A building boom in British Columbia, coupled with several massive infrastructure projects associated with the Olympics such as the Richmond Airport-Vancouver rapid transit line, a new waterfront trade and convention centre and the multi-billion dollar Gateway Highway Project, will continue to put pressure on costs.

The proposed Richmond Airport/Vancouver Rapid Transit project would be completed in November 2009, just in time for the 2010 Winter Games. And as the government proceeds with these large projects using public funding, community activists note simultaneous cuts to critical social services.

There are also concerns about gentrification in the nearby downtown eastside neighbourhood, where many residents rely on social assistance. It is minutes away from BC Place where the opening ceremonies for the 2010 Winter Olympics will take place.

Major projects in the downtown eastside, such as the redevelopment of the Woodwards building, a historic structure closed for over 15 years, will lead to mixed-use development that includes commercial and academic uses.

The BC government has also made it more difficult to qualify for the welfare system. People must participate in an employment orientation and three-week self-directed job search. Applicants who are 18 years old must show they have been independent for two years after leaving their parents’ home to be eligible for assistance.

Advocates say the addition of three weeks to the application period has been a real hardship in many cases.

“The main thing these past few years has seen is a restructuring of the economy where in the broader social services, there basically has been a cut of a billion dollars on an annual basis,” said Marc Lee of the Canadian Centre for Policy Alternatives.

“Certainly, when push comes to shove, the government will find money for things they deem to be important. It comes down to a question of priorities,” he said.

It has also become more difficult to obtain disability status, and payments to employable individuals over 55 have been cut. Added to this is a time limit on collecting social assistance.

“Even if you are on welfare you can only do it for two years now with the government cutbacks,” said Gary Jobin, an inner city resident and coordinator of a neighbourhood job training centre. “They need to invest money in people, provide jobs, social housing units in the downtown eastside.”

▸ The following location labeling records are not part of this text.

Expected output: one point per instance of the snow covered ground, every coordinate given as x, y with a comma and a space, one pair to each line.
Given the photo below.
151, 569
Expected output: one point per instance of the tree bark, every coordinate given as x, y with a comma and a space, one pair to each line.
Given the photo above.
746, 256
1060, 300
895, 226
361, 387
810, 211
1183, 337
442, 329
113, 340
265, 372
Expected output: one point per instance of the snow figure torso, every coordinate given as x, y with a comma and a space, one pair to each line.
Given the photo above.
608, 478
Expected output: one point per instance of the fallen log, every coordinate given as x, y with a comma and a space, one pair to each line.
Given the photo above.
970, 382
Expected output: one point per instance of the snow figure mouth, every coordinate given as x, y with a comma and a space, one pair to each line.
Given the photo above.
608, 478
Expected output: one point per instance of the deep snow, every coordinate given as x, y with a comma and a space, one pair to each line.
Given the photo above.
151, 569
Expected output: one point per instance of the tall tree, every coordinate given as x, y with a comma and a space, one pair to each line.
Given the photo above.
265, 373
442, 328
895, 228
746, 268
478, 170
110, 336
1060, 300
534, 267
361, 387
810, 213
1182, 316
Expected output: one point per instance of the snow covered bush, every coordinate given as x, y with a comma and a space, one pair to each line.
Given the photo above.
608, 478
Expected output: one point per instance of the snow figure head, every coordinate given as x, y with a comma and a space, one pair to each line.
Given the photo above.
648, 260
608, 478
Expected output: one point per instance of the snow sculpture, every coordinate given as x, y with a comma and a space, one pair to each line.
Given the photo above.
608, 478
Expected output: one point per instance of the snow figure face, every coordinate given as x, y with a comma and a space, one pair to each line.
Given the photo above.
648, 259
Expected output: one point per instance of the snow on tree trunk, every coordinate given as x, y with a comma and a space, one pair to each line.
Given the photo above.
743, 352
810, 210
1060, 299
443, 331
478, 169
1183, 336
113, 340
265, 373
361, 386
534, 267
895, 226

“With the Olympics coming, they need to invest in the core community and build infrastructure like a new community centre,” he said. “These rooms have cockroaches and landlords who don’t care about the buildings. Everybody on welfare hates it and they certainly don’t want to be on it.”

Jobin cited the example of the construction of General Motors Place Arena near the downtown eastside neighbourhood as an example in which local hiring initiatives worked.

The last major hallmark event in Vancouver, the Expo ’86 World’s Fair, led to hundreds of evictions in the area. Landlords renovated buildings in order to make profits from tourists, in the process displacing long-term residents living on fixed incomes.

Jim Green, a former community organiser with the Downtown Eastside Residents Association and now a Vancouver city councilor who supported a bylaw that would prevent evictions in 2010, recently led a delegation to Turin, Italy where the 2006 Winter Olympics will take place.

“It reinforced my belief in making sure culture was at the forefront of the Olympic Games and to use the opportunity to clearly show that Vancouver and Canada is a multi-ethnic community working in harmony,” he said after the trip. “We also have the opportunity to showcase Vancouver and Whistler and project a sense of our community’s identity to the rest of the world.”